Discussions of urban development in Beirut after the civil war (1975-1990) have primarily focused on large-scale reconstruction projects or the city’s informal peripheries. However, peripheries, like Sahra Choueifat, poor yet formal, planned yet contested, remain understudied. Located at the edge of the city, in 2008, these marginal and overlooked spaces suddenly found themselves to be densely populated and at the frontiers of a renewed sectarian conflict. This talk will trace the contested planning experiments that have transformed Beirut’s peripheries into frontiers of violence and militarization. In tracing this transformation, the talk will focus on the work of religious-political organizations – mainly the Shiite Hezbollah and the Druze Progressive Socialist Party – in the design and implementation of urban planning and zoning laws, the execution of infrastructure projects, and in the operations of land and housing markets as part of their territorial battles over land. At stake in these reconfigurations is the logic of wars that are “yet to come” and how planning practice is mobilized in anticipation of local and regional wars.
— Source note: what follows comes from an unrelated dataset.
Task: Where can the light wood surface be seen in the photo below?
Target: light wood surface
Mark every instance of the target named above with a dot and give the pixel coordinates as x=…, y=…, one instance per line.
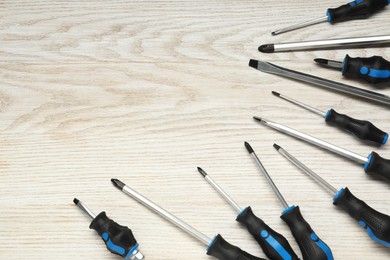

These wars include the Lebanese sectarian wars, the Arab-Israeli conflict, transnational geographies of Islamic militarization, and those of the global “War on Terror.” Planning for the wars yet to come have had severe repercussions on everyday life, causing displacement, poverty, and cycles of violence in the city, foreclosing possibilities of urban politics outside the sectarian socio-political order.
About Hiba Bou Akar:
Hiba Bou Akar is an Assistant Professor at Columbia University’s Graduate School of Architecture, Planning, and Preservation (GSAPP). Bou Akar’s research examines the geographies of planning and war; the question of urban security and violence, focusing on the role of religious-political organizations in the making of cities. Her forthcoming book, For the War Yet to Come: Planning Beirut’s Frontiers, examines how Beirut's post-civil war peripheries have been transformed through multiple planning exercises into contested frontiers that are mired in new forms of conflict. Her first co-edited book, Narrating Beirut from its Borderlines, incorporated ethnographic and archival research with art installations, architecture, graphic design, and photography to explore Beirut’s segregated geographies. Bou Akar received her Ph.D. in City and Regional Planning with a designated emphasis in Global Metropolitan Studies from the University of California at Berkeley. She holds a Bachelor of Architecture from the American University of Beirut (AUB) and Master in Urban Studies and Planning from the Massachusetts Institute of Technology (MIT). She is the co-editor of Jadaliyya Cities, an online electronic journal addressing urban issues in the Middle East.